Cathy Freeman: Running into Icon Status
Already as a young child, Cathy Freeman, an Aboriginal Australian, discovered a talent and liking for running. Around the same time, she also experienced something that she interpreted as unequal treatment in the same sport. In an organized competition in school, as Freeman remembers it, she won a race but didn’t receive a prize, even though some non-indigenous race winners in the same event did. The experience opened her eyes to inequality, but quite remarkably, didn’t faze her very much. The important thing, Freeman thought, was that she had won her race. This attitude would help her stay focused throughout her athletic career, and eventually take her all the way to the Olympic final of the 400 meters in Sydney in the year 2000.

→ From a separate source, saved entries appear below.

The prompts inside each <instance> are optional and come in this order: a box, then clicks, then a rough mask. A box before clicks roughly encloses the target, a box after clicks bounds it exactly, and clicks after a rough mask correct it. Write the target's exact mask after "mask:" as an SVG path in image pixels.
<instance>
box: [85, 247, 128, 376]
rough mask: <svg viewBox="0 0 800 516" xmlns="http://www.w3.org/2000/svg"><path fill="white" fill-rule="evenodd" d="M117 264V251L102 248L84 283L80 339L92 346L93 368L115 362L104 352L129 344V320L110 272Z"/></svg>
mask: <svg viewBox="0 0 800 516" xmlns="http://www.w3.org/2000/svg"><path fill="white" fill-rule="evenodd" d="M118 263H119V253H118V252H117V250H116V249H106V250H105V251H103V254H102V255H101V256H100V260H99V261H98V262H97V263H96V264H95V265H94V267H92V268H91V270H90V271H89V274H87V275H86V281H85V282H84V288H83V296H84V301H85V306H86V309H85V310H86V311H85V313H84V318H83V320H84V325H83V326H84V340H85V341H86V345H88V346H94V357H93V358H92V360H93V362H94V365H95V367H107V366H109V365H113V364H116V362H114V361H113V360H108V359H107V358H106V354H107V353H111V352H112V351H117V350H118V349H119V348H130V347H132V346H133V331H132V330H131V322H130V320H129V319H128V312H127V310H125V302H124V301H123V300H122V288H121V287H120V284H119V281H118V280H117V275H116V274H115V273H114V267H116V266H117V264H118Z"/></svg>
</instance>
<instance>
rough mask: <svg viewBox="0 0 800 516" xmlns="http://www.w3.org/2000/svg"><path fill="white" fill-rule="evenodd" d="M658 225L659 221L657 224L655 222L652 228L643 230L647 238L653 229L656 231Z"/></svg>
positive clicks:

Having finally arrived at the highlight of her career — the 400 meter Olympic final at home in Sydney — an entire nation pinned its hopes on Cathy Freeman as she settled into the starting blocks. The starter’s gun sounded, and after 300 meters, to the excitement of the spectators, the home crowd’s favorite was in level first place with two other runners. The atmosphere in the arena now became electric, and as Freeman herself recalls, on the home-stretch she felt like she was lifted off the ground while her rivals all disappeared behind her. Australia’s indigenous sprint star, seconds after, went on to cross the finish line first, and in the subsequent lap of honor, proudly carried both the Australian and the Australian Aboriginal flags.
Winning an individual Olympic gold, something that no other indigenous Australian had done, made Cathy Freeman a symbol of opportunity for Australia’s indigenous people and earned her fame and icon status all over Australia. Riding this wave of success, after her retirement from sports, Freeman then used her reputation to call attention to issues related to indigenous Australians, and also launched the Cathy Freeman Foundation. Her foundation, still operating today, is a charity organization that provides extra resources to make camps and sporting programs available to indigenous Australian school children. These extracurricular activities are to serve as motivation to attend school, and ultimately, improve indigenous Australian students’ results, which are below the national average.